Among the countries that made up the list are The Gambia, Afghanistan, Laos, Yemen, Benin, Somalia, G/Bissau, South Sudan Kiribati, Tuvalu, Haiti, and Chad.
While some proponents of attending the conference may argue that it presents a unique opportunity for African leaders to gain insight into successful development strategies, it begs the question: how can they learn from others when they have failed to learn from their own mistakes? If our leaders are truly committed to progress and development, they must first acknowledge and address the root causes of poverty and underdevelopment within their own nations before seeking solutions elsewhere.
Our leaders must take accountability and work collaboratively to achieve growth and advancement.
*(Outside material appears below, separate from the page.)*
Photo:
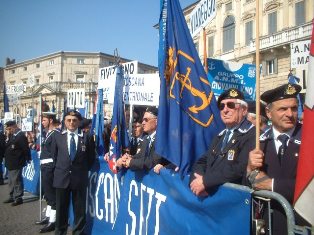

It is intolerable that decades after independence, we remain at the nadir of the development spectrum.
As the sun sets on yet another day, it’s hard not to feel a sense of despair wash over us. For 58 years now, we have been a sovereign nation, independent and free to chart our own destiny. And yet, here we are, still struggling to overcome the challenges of poverty, underdevelopment, and a lack of leadership. It’s a sad reality that we must face head-on, as a nation in need of serious soul-searching. How did we get here? Where did we go wrong?
And more importantly, how can we finally break free from the chains that have held us back for so long? These are the questions that must be answered if we are to move forward and realize the full potential of our beloved country.
As the beggars’ conference draws to an end, I wonder what crumbs the Gambian delegation will bring back home to their starving people. Will Foreign Minister Tangara arrive with a handful of “Last-place” trophies or a gold-plated begging bowl? Either way, the outcome remains bleak for a nation that has been reduced to attending such humiliating events in search of aid.